Enquanto Duo completava seus trabalhos furtivos, Heero alcançava seu próprio objetivo, e se esticou em um galho assistindo o fluxo dos guardas ao redor do casebre. Sua memória impressionante precisa o permitiu mentalmente guardar cada movimento e tempo dos vigias. Mas estava mais interessado na localização de Wufei, sabendo que o oficial estaria presente no exercício.
Sua paciência foi recompensada ao anoitecer, quando viu a figura esbelta do homem de cabelos negros abrir a porta e chamar a tropa para dentro.
Heero contou cada um ao entrar, desejando estar mais perto para poder escutar, mas era arriscado demais, pelo menos até seus companheiros de time compartilharem o que haviam descoberto das armadilhas. Portanto, ao invés disso, observou a fina fumaça se dissipar pela chaminé. Era a cara de Wufei estar confortável e quente em uma casa com aquecimento enquanto seus recrutas infelizes dormiam sob a noite fria da montanha. O chinês era tudo menos burro.
Então a porta se abriu e os soldados saíram. Cinco minutos... os homens ficaram lá dentro por exatamente cinco minutos. Heero sorriu satisfeito. Wufei ainda não os esperava; do contrário, não teria feito todos os guardas entrarem de uma vez, deixando a área desprotegida. Isso significava que o risco do atalho compensara. Ou, ao menos, compensaria se agissem logo.
Com um rápido cálculo de cabeça, estimou que entre a escalada do penhasco e a travessia do rio, conseguiram poupar umas doze horas. Concluindo, Chang não os esperaria antes do amanhecer, no mínimo. Perfeito!
Quatre se interessou em como as tropas de Wufei se portavam, mas seu interesse aumentou com a reunião de cinco minutos. Permaneceu em seu ponto de observação o suficiente para ver a ação se repetir uma hora depois. Continuou ainda mais onde estava para confirmar o mesmo intervalo. Então, com um amplo sorriso, o tático do time voltou para o ponto de encontro com um plano levemente maluco na cabeça.
Heero e Quatre chegaram à base ao mesmo tempo, ambos saindo de trás das árvores cautelosamente, certificando-se de que Chang não tinha enviado patrulhas mais distantes. Entretanto, não havia sinais de nenhum soldado tão longe do casebre, e a escuridão caíra tão completamente que era improvável a base do time Wing ser descoberta.
"Heh... acho que ele não nos esperava tão cedo," 01 falou convencido, aproximando-se de Quatre. "Conhecendo ele, Chang vai mandar guardas patrulharem mais longe da área da cabana para emboscar quem se aproximar. Só o fato de estarmos muito adiantados é que nos permite chegar tão perto sem encontrar ninguém."

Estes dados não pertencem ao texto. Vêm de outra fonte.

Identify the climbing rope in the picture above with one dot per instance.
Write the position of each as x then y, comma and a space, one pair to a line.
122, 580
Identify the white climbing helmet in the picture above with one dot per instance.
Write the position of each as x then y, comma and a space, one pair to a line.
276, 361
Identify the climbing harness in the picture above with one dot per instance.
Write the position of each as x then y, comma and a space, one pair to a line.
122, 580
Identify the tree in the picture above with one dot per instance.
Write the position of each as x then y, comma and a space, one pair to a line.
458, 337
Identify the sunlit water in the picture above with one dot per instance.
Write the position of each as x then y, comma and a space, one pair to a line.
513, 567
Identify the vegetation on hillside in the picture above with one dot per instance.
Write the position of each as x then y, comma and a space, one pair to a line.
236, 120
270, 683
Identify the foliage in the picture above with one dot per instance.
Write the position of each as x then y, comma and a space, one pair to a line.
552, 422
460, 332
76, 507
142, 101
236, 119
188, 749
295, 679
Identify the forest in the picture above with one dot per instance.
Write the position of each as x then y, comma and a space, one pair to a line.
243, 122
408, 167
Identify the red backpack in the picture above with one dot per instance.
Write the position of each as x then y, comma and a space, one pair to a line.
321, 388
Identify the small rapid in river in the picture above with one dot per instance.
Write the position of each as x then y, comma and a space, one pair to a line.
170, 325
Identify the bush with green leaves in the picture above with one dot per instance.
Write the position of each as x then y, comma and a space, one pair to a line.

Quatre concordou. "Faz sentido. Ele está poupando a tropa até sentir que existe alguma ameaça." Seus olhos inocentes se transformaram em maldosos. "Que burrice."
Heero riu, mas se virou ao som de um baixo assobio. Trowa desceu de uma árvore no arredor da clareira e se aproximou.

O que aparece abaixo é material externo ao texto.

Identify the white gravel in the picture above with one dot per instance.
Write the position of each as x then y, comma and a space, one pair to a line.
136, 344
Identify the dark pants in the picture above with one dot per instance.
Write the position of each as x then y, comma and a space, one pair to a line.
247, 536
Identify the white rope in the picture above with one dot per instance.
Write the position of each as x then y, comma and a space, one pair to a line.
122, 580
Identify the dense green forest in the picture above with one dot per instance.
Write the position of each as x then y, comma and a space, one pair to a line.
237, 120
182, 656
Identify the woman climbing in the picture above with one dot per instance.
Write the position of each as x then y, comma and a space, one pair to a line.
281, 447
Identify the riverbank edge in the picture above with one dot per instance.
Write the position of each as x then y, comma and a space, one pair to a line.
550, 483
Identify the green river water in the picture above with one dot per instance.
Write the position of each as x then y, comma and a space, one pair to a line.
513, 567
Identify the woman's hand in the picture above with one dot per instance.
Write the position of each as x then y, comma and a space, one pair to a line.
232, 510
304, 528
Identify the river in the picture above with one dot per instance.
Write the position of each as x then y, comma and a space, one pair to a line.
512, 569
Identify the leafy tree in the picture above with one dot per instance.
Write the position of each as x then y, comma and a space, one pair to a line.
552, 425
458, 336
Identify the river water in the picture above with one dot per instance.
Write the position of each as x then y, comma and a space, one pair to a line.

"Nada mau, Barton," o líder comentou, olhando para o topo das árvores. "Boa ideia viajar por cima."
"As pessoas raramente olham para cima," o ex-acrobata respondeu sorrindo.
" – como qualquer infiltrador sabe," a voz de Duo soou atrás dos três.
Todos se viraram alarmados, Heero erguendo a arma laser por instinto, até identificar sem sombra de dúvidas seu colega de time.
Duo se materializou para fora das sombras, guardando sua própria arma laser na calça. "Sentiram a minha falta?" perguntou com um sorriso brincalhão.
"Se eu tivesse puxado o gatilho, não teria," Heero rebateu, guardando a arma. "Certo, vamos ouvir o relatório de cada um, começando por você, 02."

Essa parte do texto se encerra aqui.